Energy

Is Cal Dive Now Even Further At-Risk?

Cal Dive International, Inc. (NYSE: DVR) is finding itself in the soup yet again, after its chart resembles a staircase that has only gone down. Its stock has fallen by more than one-quarter of its value after the marine services operator for the oil and gas industry turned in yet another loss.

Cal Dive announced on Monday morning that had a loss of $29.1 million in its second quarter. The translation: -$0.31 in earnings per share. The company’s revenue was $121.7 million in the quarter. Revenue for the same quarter a year ago was $121 million, but the company lost only $1.67 million in the same quarter a year ago.

The company blamed the majority of its losses in the second quarter as being due to unseasonably adverse weather delayed the completion of two of its four Mexico projects. Cal Dive also claims that it is now 100% complete on one of the projects, and that it expects to complete the second project by mid-August.

What the company is forecasting now is that the remaining two Mexico projects have been temporarily suspended by Pemex, and it is awaiting for these platforms to be installed by other contractors. It said,

“Based on Pemex’s current project schedule, the company expects to resume work on these projects late in the third quarter, and to complete both projects in the fourth quarter. During the second quarter, the company also completed a project in Ecuador, and continued to be busy in Australia and Southeast Asia. The company also commenced an air diving project in the North Sea in the second quarter that was completed during the third quarter, and commenced a second project in that region in the third quarter.”

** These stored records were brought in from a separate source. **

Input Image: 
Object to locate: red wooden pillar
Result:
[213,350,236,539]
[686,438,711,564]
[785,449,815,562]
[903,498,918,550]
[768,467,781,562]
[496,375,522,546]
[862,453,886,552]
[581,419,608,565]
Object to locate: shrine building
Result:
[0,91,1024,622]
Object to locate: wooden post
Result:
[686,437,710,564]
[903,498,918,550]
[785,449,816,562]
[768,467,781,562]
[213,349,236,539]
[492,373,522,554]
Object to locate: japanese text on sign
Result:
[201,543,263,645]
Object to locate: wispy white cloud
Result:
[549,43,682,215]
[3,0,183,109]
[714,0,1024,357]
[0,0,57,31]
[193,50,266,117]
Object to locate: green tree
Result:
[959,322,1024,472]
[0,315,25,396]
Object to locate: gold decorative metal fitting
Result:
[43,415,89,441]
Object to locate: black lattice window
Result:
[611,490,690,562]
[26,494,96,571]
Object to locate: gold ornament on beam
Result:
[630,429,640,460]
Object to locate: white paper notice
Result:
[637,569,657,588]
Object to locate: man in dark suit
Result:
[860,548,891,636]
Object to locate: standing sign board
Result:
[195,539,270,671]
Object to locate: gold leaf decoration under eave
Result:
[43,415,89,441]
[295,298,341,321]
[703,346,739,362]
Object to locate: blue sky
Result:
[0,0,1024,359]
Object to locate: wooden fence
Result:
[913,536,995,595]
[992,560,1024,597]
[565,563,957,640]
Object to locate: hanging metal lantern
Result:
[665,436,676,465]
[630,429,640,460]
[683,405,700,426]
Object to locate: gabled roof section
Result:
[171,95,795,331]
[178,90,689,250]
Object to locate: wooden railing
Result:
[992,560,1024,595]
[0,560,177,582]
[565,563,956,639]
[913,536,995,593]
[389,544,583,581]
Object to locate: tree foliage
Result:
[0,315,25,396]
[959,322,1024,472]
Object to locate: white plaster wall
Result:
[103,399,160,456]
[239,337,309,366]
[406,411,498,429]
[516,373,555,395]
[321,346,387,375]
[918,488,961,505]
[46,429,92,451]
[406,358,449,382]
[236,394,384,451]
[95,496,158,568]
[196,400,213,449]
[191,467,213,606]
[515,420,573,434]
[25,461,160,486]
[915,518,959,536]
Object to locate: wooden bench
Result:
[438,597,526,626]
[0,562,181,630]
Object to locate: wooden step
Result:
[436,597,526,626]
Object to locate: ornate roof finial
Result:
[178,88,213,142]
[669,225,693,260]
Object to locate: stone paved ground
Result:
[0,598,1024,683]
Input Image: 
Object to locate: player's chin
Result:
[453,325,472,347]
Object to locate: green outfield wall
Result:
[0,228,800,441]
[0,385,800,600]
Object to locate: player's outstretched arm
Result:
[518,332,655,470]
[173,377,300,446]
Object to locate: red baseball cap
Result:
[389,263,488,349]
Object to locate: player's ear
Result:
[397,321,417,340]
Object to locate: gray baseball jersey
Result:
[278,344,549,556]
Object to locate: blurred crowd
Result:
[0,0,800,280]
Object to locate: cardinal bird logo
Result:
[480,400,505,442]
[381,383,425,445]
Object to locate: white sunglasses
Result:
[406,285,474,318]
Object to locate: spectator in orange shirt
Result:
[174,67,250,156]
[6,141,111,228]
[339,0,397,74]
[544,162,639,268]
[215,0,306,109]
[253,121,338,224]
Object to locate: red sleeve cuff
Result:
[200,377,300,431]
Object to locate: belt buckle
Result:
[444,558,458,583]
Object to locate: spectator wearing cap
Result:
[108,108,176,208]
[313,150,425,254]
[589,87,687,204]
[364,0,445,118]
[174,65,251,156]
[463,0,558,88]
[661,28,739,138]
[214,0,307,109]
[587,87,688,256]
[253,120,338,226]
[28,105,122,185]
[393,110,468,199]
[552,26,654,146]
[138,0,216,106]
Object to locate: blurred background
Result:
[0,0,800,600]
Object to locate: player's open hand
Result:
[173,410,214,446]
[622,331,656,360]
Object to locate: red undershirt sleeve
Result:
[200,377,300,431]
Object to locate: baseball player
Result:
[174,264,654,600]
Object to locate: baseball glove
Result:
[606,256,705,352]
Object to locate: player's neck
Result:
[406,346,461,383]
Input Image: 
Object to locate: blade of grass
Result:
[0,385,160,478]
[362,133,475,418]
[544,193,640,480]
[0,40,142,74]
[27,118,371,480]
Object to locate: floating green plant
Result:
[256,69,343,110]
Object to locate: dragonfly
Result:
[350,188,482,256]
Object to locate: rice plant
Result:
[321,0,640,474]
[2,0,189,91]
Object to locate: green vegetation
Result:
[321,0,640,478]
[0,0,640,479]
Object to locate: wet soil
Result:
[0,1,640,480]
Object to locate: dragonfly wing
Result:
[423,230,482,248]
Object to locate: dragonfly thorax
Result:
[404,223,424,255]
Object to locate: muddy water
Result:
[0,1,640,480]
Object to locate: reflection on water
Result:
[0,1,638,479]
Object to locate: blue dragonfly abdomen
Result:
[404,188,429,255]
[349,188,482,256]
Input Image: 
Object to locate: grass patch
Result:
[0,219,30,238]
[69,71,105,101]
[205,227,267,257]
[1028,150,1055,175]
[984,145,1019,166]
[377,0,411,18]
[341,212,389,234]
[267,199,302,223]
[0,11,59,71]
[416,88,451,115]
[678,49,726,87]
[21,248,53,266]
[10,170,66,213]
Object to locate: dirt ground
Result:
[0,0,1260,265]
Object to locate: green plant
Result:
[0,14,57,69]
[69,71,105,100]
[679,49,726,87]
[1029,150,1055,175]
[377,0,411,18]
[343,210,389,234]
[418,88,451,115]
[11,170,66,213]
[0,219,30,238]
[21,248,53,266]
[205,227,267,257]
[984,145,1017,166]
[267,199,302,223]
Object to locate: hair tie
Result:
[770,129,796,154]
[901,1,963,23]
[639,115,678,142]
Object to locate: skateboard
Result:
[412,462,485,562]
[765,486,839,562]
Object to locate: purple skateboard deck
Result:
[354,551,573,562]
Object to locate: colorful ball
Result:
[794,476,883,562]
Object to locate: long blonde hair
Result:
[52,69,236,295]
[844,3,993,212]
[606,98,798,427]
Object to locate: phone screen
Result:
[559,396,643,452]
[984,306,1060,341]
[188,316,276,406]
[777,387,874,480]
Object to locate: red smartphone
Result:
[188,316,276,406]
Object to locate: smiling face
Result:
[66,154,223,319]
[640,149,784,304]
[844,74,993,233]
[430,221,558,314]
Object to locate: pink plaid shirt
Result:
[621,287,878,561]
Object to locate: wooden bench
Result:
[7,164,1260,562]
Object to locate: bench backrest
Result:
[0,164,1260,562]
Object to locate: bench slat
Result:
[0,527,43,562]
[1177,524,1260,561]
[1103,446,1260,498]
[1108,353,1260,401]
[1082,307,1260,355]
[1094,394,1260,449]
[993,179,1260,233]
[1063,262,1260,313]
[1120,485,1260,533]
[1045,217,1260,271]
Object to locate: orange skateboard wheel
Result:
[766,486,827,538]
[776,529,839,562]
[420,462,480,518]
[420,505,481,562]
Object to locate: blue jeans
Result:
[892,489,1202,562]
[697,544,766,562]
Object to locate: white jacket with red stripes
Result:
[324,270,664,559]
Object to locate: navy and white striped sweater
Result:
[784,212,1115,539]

Cal Dive indicated that the second quarter in the Gulf of Mexico was adversely affected by unseasonable weather and customer delays that delayed the start of the summer work season. Still, the company went on to claim that its vessels are now experiencing high utilization levels, as well as claiming that its domestic backlog was the highest it has been in several years.

Another notice made on Cal Dive’s revolving credit facility. The company said that it has received financing proposals in the form of preliminary commitment letters from four lenders providing for the refinancing of its revolving credit facility in an amount up to its previous capacity of $125 million.

Cal Dive’s press release detailed some of the items that accounted for such wide losses. The company said,

“Included in the loss for the second quarter 2014 is a $6.2 million after-tax charge for the provision of doubtful accounts related to a receivable owed by a contractor in Mexico that became subject to bankruptcy proceedings in July, and a $3.0 million after-tax loss related to the early extinguishment of debt from the Company’s previously announced refinancing during the second quarter. This compares to a loss of $1.7 million, or $0.02 per diluted share, on revenues of $121.0 million for the second quarter 2013. Included in the loss for the second quarter 2013 is a $4.0 million after-tax gain related to a mark-to-market adjustment on the Company’s convertible debt.”

Cal Dive shares were down 25.5% at $0.83 on more than 4.6 million shares with less than 30 minutes until the close of trading. Cal Dive shares also hit a 52-week low of $0.68 on Monday, versus a 52-week high of $2.30.

Back in 2009 Cal Dive was a $10 stock – and it traded above $15 back before the recession. In fact, the only way to make this chart look anything like the bull market of the last five years is to turn it upside down.